While working on no signal, I ran into an issue where the game lags whenever the GUI changes.

After 20240529195943, I decided to implement a feature where the chat log changes between a non-corrupted version and a corrupted version whenever the corruption state changes. This was done by deleting all of the old nodes and generating new ones. However, this resulted in a significant lag of 2 seconds whenever this happened.

At first I thought this was due to the performance of my text corruption function but upon investigation, all of my scripts took a very small fraction of the processing time. However, the total processing time was still very large and I didn’t know where the time was being spent.

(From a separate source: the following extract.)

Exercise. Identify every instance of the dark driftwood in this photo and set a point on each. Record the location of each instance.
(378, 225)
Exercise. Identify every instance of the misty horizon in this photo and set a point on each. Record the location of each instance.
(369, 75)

Doing a cursory search online, I found this topic on the Godot Discourse:

shinyu6:

Answering my own question: I was able to tab into the Visual Profiler and figure this out but I had to wait a few seconds before data started appearing, which showed that bottlenecking was occurring on the GPU not the CPU. I was also able to get more information from going Project Settings → Advanced Settings → Print GPU profile, which made it obvious that most of the issue was in the “Render CanvasItems” step.

Some other issues I found that might be relevant, but I’m not convinced they are necessarily related:

It appears this problem only shows up in Godot 4.0 with the Forward+ renderer. In 3.0 or if you’re using the compatibility renderer, this specific performance issue does not appear to exist

Working off of this, I guessed that the performance issue was due to the time it took to lay out all of the controls in the UI. So, I simplified the chat log UI in several ways:

  • Reuse controls when possible instead of creating new ones. It appears to be cheaper to change the text than to add a new control that has alternate text on it due to the reduced number of things that need to be considered during the layout function.
  • Use less controls, especially containers, whenever possible.

These changes let me reduce the time spent from 2 seconds to about 300 milliseconds.